Professor Tessa Dekker, UCL Institute of Ophthalmology, London

In my lab, we study how visual experience shapes the developing brain, and how it adapts when that experience is missing or suddenly restored through pioneering sight-rescue gene therapies. The work I will present reveals how visual neural processes develop and can reorganise and recover, and offers insight into the limits and potential for human brain plasticity and the cascading impact of visual experience on our perceptual and cognitive function.
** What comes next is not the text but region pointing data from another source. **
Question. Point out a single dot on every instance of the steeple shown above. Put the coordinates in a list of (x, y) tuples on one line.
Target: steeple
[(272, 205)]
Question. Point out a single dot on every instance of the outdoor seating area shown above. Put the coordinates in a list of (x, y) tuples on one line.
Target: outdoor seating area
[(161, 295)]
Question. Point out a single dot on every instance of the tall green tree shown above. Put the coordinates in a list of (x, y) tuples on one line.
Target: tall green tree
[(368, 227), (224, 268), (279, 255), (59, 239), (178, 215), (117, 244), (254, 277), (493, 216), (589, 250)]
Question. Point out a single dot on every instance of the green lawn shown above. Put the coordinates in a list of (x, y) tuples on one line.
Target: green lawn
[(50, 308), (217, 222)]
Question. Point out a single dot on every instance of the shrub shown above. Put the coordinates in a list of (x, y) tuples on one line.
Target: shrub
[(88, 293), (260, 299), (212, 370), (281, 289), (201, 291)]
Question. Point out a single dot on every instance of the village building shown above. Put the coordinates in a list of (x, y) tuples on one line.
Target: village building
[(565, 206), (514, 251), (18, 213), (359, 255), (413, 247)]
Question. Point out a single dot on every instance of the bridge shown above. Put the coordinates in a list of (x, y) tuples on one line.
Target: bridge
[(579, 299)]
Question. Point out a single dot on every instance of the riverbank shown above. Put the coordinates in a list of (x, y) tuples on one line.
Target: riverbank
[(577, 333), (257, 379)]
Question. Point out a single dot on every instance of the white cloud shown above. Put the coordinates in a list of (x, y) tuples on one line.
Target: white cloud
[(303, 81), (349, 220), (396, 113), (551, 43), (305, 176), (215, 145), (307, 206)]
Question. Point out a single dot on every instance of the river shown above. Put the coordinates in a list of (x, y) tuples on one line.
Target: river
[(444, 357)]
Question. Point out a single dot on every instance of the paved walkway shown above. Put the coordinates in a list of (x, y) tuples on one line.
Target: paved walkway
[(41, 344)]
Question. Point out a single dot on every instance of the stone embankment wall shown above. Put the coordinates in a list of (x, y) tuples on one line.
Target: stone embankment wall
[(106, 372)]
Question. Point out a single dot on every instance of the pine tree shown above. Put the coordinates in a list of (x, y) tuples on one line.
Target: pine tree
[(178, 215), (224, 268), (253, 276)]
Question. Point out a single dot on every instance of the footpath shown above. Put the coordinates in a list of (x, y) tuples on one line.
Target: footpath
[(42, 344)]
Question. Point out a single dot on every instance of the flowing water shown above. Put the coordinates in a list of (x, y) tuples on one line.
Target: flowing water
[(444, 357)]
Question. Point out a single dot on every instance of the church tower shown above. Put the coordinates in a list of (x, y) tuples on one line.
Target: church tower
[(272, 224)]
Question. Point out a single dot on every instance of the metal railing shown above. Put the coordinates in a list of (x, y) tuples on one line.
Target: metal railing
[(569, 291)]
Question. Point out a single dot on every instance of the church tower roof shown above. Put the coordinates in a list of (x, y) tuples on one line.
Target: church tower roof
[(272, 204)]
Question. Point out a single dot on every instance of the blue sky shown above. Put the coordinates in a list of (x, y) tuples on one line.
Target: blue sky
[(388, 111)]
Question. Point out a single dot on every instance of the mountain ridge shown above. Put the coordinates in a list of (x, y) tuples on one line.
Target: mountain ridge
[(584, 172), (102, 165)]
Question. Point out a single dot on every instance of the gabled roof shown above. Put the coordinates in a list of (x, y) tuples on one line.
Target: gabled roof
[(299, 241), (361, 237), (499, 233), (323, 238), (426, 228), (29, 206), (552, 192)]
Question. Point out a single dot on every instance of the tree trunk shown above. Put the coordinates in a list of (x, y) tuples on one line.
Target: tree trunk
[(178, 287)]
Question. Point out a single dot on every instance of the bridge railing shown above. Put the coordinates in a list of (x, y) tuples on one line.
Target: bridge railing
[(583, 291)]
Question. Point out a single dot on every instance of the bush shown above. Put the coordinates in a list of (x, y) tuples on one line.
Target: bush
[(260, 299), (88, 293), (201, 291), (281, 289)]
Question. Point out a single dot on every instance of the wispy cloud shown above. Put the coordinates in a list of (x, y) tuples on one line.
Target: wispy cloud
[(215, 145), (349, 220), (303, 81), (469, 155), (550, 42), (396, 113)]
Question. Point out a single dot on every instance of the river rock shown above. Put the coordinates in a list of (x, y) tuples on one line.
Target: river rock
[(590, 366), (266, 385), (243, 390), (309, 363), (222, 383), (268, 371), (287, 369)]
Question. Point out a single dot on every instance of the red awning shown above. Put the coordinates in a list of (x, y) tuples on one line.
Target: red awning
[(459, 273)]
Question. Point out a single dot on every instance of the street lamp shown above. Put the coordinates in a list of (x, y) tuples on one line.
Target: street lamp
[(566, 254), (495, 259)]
Open to all Social Sciences staff and students.
Location
Round the Green Table in Psychology, 6th Floor – Copland Building, Cavendish Campus
About the speaker
Professor Tessa Dekker
Tessa studies how development of visual system contributes to adaptive perception and action, with a strong focus on neural mechanisms.
Her work involves:
- behavioural psychophysics and eye-tracking to study developmental change
- neuroimaging methods to understand the neural processes that support this change
- fitting these data with formal models of neurocognitive processing to test quantitative hypotheses about underlying processes
Her previous work on normal visuomotor development has allowed her to perfect methods and procedures for use with children aged 5-15 years. She has adapted these methods for children with developmental disorders to study atypical development and plasticity at the brain level, and help develop new assessment and treatment evaluation methods.